Наилучший финансовый результат демонстрируют нефтепереработка и металлургия, что коррелирует с экспортным потенциалом этих отраслей. При этом рентабельность нефтепереработки значительно ниже. Это может быть следствием как большей балансовой стоимости активов, так и более тяжелого налогового бремени. На третьем месте — химический комплекс, единственный в тройке лидеров, чьи инвестиции превышают доналоговую прибыль. Сельское хозяйство характеризуется самой большой разницей между инвестициями и прибылью, что не слишком коррелирует с рентабельностью таких вложений и может быть связано с применением льготного кредитования в агропромышленной отрасли. Отдельно можно отметить целлюлозно-бумажную промышленность, активы которой наиболее рентабельны из рассматриваемых отраслей. Напомним, что с точки зрения экспортного потенциала (рисунок 1) она также занимает сильные позиции среди мало инвестирующих отраслей. Машиностроительные отрасли, исключая транспорт, в 2017 году показали отрицательный финансовый результат. В целом можно заметить, что инвестиции напрямую не вытекают ни из высокой рентабельности, ни из больших доходов отраслей. При этом отраслевая прибыль неплохо коррелирует с экспортной ориентированностью, что можно увидеть из сравнения рисунков 1 и 3.
Как обсуждалось выше, в целях наращивания ВВП имеет смыл концентрировать государственную поддержку на отраслях экспортно ориентированных и много инвестирующих. Исходя из такой логики, нефтепереработка, химпром, металлургия, сельское хозяйство и пищевая промышленность — наиболее привлекательные отрасли для поддержки. В условиях ограниченности ресурсов их концентрация на отраслях-лидерах выглядит целесообразной и потенциально более выгодной политикой нежели «размазывание» субсидий равномерно по всем отраслям. Рассмотрим, какая же картина отраслевой господдержки сложилась в российской промышленности к 2017 году.

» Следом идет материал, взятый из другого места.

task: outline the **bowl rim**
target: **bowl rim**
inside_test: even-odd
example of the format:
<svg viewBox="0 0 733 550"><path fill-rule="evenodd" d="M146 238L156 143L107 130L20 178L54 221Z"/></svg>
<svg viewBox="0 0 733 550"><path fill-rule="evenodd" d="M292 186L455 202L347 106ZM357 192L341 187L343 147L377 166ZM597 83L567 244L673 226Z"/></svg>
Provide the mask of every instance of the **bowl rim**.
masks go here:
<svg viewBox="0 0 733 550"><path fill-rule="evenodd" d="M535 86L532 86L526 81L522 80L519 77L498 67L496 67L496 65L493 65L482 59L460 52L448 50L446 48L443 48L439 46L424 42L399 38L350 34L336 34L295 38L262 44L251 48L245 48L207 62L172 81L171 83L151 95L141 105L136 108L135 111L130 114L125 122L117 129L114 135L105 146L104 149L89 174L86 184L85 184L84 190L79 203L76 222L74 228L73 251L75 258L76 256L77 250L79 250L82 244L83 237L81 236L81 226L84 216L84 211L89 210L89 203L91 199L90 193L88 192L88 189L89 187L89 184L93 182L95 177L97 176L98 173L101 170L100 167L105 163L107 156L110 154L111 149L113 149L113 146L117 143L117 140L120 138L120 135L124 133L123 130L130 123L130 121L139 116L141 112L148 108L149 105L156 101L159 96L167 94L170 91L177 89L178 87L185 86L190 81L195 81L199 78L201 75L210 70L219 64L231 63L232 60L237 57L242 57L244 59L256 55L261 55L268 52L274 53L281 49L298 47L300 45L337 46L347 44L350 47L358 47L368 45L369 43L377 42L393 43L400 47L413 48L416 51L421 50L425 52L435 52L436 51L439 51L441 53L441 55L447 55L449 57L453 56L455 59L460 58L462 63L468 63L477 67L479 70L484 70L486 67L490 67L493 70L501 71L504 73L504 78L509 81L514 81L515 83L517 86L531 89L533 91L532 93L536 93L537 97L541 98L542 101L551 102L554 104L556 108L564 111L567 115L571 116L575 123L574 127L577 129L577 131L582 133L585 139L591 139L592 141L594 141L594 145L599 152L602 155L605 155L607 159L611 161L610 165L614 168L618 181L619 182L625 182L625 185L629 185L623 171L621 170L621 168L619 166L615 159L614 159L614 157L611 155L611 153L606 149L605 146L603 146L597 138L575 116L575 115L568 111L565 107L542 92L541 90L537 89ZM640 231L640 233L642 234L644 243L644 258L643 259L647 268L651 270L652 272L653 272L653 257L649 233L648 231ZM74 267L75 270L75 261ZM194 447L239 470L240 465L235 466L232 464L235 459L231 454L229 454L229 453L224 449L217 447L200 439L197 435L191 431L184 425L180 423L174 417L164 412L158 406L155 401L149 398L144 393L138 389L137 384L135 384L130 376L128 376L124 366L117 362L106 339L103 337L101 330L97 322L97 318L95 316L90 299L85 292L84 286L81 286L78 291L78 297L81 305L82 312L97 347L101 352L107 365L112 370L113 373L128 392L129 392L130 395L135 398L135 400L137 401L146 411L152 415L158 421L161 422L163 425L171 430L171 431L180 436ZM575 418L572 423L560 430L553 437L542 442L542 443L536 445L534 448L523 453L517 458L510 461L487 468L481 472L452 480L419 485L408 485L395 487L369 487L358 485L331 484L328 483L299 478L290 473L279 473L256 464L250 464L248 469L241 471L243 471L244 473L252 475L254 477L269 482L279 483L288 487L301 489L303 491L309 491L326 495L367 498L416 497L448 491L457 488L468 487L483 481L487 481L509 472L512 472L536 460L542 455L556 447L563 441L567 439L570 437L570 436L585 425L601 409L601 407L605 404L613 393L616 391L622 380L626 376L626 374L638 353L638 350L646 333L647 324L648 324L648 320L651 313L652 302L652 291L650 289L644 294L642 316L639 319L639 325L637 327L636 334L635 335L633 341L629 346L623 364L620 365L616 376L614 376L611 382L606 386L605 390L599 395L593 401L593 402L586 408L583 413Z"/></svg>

Субсидирование промышленности в России
Согласно ФЗ №488 от 31.12.2014, промышленная политика — «комплекс правовых, экономических, организационных и иных мер, направленных на развитие промышленного потенциала Российской Федерации, обеспечение производства конкурентоспособной промышленной продукции». В соответствии с документом, у промышленной политики есть несколько целей, которые упрощенно можно обозначить как экономическая, военная и социальная. Нас в большей степени интересует экономическая направленность промполитики, которая формулируется следующим образом: «формирование высокотехнологичной, конкурентоспособной промышленности, обеспечивающей переход экономики государства от экспортно-сырьевого типа развития к инновационному». В качестве одной из ключевых задач декларируется увеличение выпуска продукции с высокой долей добавленной стоимости и поддержка экспорта такой продукции. Для этой цели предполагается концентрировать ресурсы государства на развитии «приоритетных отраслей». Таким образом, федеральный закон декларирует необходимость выстраивания системы государственной поддержки в соответствии с логикой, обоснованной в первой части данного исследования и предполагающей концентрацию усилий государства на поддержке несырьевого экспорта.
В то же время закон о промышленной политике лишен какой бы то ни было отраслевой направленности, он в известном смысле уравнивает все отрасли в получении государственной поддержки. На деле поддержка субъектов в сфере промышленности реализуется другими федеральными законами «с учетом состояния отдельных отраслей». Рассмотрим, какова же реальная картина отраслевой господдержки.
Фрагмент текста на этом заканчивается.